Он не мог понять, как испытывал злобу, а как увидел, что ее несут некто трое, так все в нем уже завыло, застонало от ярости. Надо было видеть это стремительное движенье темно-серых клубов над их головами и причудливую игру теней, и слышать надрывные завыванья ветра, чтобы понять, почему он принял трех братьев за отвратительное чудище, которое тащило истерзанное, но несомненно живое тело Вероники. Ужас, отвращение, боль от этого виденья была столь велика, что горбатый выронил ребенка, попятился на несколько шагов, но тут же — сжал кулаки и бросился на чудище.

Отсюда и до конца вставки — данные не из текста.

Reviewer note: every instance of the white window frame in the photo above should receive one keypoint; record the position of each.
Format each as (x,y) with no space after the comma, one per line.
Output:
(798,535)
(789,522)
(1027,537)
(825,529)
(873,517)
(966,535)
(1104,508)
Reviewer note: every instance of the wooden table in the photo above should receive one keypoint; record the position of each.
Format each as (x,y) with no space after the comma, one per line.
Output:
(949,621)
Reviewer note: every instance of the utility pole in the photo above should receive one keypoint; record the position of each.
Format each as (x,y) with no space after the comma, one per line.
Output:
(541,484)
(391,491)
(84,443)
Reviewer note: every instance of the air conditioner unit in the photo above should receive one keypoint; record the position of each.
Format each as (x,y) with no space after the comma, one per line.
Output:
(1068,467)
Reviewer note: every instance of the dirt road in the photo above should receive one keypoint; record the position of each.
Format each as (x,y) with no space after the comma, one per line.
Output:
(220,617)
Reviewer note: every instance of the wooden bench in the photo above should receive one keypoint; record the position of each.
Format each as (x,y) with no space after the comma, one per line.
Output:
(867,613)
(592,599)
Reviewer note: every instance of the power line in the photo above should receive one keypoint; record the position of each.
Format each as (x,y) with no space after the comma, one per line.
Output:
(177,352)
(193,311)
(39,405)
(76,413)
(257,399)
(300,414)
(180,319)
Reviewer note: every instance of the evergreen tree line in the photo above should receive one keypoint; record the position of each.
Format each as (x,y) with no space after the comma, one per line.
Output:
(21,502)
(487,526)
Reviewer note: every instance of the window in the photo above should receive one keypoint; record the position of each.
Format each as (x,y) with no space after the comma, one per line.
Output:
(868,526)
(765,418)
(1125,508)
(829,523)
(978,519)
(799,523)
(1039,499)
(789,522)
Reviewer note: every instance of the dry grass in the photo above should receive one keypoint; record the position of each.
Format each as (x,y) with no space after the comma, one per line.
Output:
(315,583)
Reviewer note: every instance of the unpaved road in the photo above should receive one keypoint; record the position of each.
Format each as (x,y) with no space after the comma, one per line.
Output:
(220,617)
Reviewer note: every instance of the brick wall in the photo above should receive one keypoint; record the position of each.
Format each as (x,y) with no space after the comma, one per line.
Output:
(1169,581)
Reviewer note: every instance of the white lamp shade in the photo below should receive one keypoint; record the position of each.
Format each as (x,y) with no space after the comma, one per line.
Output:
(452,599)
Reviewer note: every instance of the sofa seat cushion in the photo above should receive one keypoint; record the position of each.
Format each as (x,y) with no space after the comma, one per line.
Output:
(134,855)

А Вероника уже увидела ребенка, вскрикнула, когда повалился он в грязь, и сама вся потянулась к нему, если бы была птицей, так полетела бы, нежными крыльями объяла, унесла бы прочь, от этого страшного места. И братья, едва не выпустили Ее — настолько немыслимым казалось противится любой ее воли. Нет — они, все-таки, удержали ее, но сами бросились вперед, где и налетел на них горбатый. Он, ослепленный злобой, по прежнему видел только отвратительное чудище, и вот размахнулся, и нанес сильный удар, который пришелся по лицу Рэниса — у того были выбиты два или три зуба, однако — он тут же замахнулся, нанес ответный удар. Еще горбатого ударил Ринэм, а Робин, чувствуя, что то страшное, чего он ждал уже очень долгое время, неожиданно оказалось прямо перед ним — стал молить пронзительным, болезненным, готовым перейти в исступленный вопль голосом, чтобы горбатый не делал Ей плохо — он лепетал что-то про то, что готов отдать свою жизнь… конечно, горбатый этого не слышал — когда на него обрушились удары, он ужаснулся, что может потерять силы, и тогда Она окажется без всякой помощи. И вот, жаждя только подальше Ее от этого ужаса увести, он перехватил ее за руку, и с силой дернул — дернул так, что вывихнул, едва не сломал эту хрупкую ручку, но она, конечно, не о своей боли думала, а маленьком, на которого уже несколько раз налетали, но он, уже видя Ее, и от этого черпая силы, каждый раз находил силы подняться, и даже сделать шажок на слабеньких ножках навстречу — она все шептала ему какие-то нежные слова, и он слышал ее, пытался засмеяться, да не мог, так как очень уж страшно было, и он, все-таки, не мог сдержать слезы.